Recensione: The Relegation
Formatisi nell’ormai lontano 2003, i Martyred giungono solo ora a pubblicare il primo full-length: “The Relegation”.
Un lasso di tempo, comunque contraddistinto da una discreta dose di uscite autoprodotte, che è servito ai singoli membri di accumulare esperienza in altri act ma soprattutto di mettere bene a fuoco il sound della band, già sviluppatosi sufficientemente in occasione delle lavorazioni dell’ultimo EP, “Dawn of Terror” (2018).
Sound orientato verso il brutal death metal ma… non troppo. Seppure rispondente ai dettami fondamentali del genere, detto sound evita di sondare i lembi più estremi della tortura sonora. Mantenendo, così, alcuni elementi del death classico (‘Shadows of Deception’) ma non solo: thrash (‘Carnage Incarnate’) e, addirittura, heavy (‘Sadist Globe’), sono pennellate che qua e là colorano il disco. Evitando che esso finisca nel calderone dei progetti tutti uguali fra loro che, purtroppo, infestano il brutal.
I Martyred hanno quindi cercato una strada da percorrere tutta loro, riuscendoci solo in parte, però, poiché, malgrado quanto più accennato, il loro stile non riesce a svettare del tutto dalla marea nera del metallo della morte. Certo, qualche elemento distintivo c’è, tuttavia si riesce a fare l’orecchio all’LP solo dopo numerosi ascolti giacché, come impatto, si ha la sensazione di avere a che fare con qualcosa di trito e ritrito.
Cosa che non è.
Il riffing, anzitutto, si basa su solidissimi accordi stoppati e distorti dalla tecnica del palm-muting applicata al metal. Il che si diversifica dalle solite zanzariere. Anzi, il muro di suono elevato dai due chitarristi Mike DeBord e Jason Frankhouser è solido e impattante come il granito (‘Relegation’). Forza erculea ma anche qualche assolo addirittura melodico (‘Iniquitous Transformation’) contraddistinguono un lavoro incessante, preciso e, a tratti, complesso.
Anche Krieg Penny svolge il suo compito con seriosa professionalità, preferendo un growling se si può dire leggero, venato di un tocco di inhale, la cui principale caratteristica è quella di abbracciare un tono stentoreo à la Vader che alimenta, e non poco, l’energia sprigionata dall’attacco frontale del combo texano. Linee vocali che peraltro si sovrappongono a tratti (‘Divine Pestilence’), movimentando con efficacia l’incedere delle lyrics.

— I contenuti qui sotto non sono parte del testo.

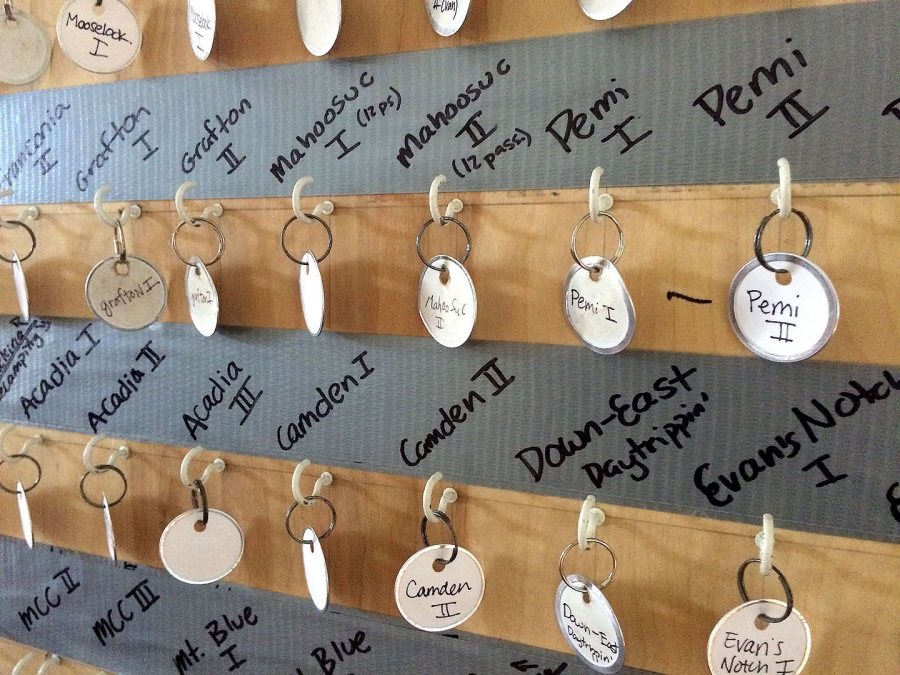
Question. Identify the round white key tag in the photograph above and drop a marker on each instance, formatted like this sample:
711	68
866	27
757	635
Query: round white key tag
589	625
600	310
447	302
24	48
101	38
447	16
202	298
198	554
738	645
202	27
783	322
434	600
126	295
312	293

Allineati fedelmente alla foggia musicale, invece, basso e batteria. Rene Martinez propone un drumming assolutamente devastante, pesante, complicato, sebbene il focus sia la produzione a grande scala di blast-beats presenti ovunque, quasi in maniera ossessiva. Stephen Fernandez, da par suo, manovra il suo strumento con estrema perizia, andando a inspessire il sound con mestiere, legando il sound alla perfezione senza farsi quasi notare.

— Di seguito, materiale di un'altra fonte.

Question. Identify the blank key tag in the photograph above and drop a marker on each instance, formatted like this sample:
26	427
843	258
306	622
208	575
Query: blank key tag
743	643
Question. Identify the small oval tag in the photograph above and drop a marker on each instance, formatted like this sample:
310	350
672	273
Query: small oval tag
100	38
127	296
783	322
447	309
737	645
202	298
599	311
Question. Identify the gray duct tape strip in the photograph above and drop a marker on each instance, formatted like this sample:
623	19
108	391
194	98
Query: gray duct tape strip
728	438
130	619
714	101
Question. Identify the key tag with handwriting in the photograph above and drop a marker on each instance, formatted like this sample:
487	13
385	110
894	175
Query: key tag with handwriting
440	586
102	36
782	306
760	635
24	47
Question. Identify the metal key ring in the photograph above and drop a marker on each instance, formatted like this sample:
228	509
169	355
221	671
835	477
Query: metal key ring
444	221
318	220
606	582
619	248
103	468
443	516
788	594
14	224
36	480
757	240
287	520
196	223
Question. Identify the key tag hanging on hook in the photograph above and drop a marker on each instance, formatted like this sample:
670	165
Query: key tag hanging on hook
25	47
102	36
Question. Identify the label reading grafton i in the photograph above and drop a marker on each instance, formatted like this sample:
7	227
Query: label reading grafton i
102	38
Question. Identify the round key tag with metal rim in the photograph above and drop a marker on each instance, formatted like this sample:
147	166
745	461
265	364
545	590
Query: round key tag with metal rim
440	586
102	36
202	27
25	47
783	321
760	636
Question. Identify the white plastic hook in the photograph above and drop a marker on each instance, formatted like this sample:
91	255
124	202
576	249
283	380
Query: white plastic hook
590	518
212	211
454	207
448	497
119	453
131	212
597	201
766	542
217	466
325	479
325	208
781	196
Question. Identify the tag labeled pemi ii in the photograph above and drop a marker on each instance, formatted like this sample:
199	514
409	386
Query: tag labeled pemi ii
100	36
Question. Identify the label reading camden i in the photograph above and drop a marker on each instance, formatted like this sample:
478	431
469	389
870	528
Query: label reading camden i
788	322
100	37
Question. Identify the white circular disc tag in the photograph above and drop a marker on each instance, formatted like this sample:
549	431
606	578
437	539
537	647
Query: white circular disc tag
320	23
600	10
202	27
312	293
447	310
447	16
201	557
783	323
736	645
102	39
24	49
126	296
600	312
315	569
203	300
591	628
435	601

I brani sono sviluppati con sufficiente personalità e rigore, identificando un insieme compatto, coeso, senza che si possano notare cali di tensione. Non si tratta di un songwriting eccelso, dato atto che manca quel quid in più in grado di estrarne qualcuno di notevole, che buchi l’etere. Il malloppo è estremamente pesante, insomma, ma anche un po’ troppo uniforme. Il che, alla fine, può generare il rischio di inciampare nella noia.

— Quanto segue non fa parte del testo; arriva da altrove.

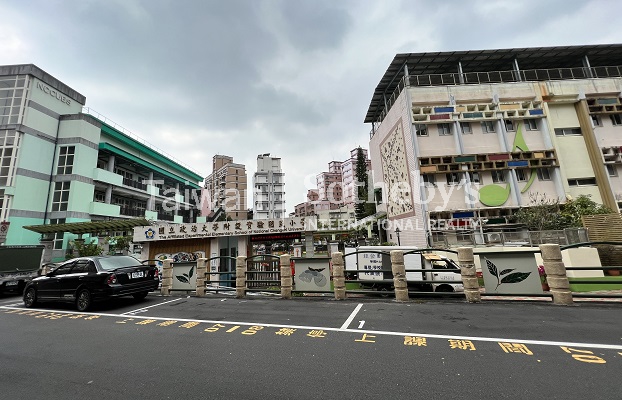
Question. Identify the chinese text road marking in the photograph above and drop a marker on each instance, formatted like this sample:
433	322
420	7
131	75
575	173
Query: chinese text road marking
584	355
91	316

I Martyred si manifestano indubbiamente bravi nella tecnica esecutiva e nella messa a punto di uno stile tutto loro, ma anche difettosi nella parte meramente artistica, ove tendono a essere scolastici.
Per tutto ciò, in conclusione, “The Relegation” è un opera che può essere fruibile solo dai fan del (non troppo) brutal death metal. Gli altri, lascino pure perdere.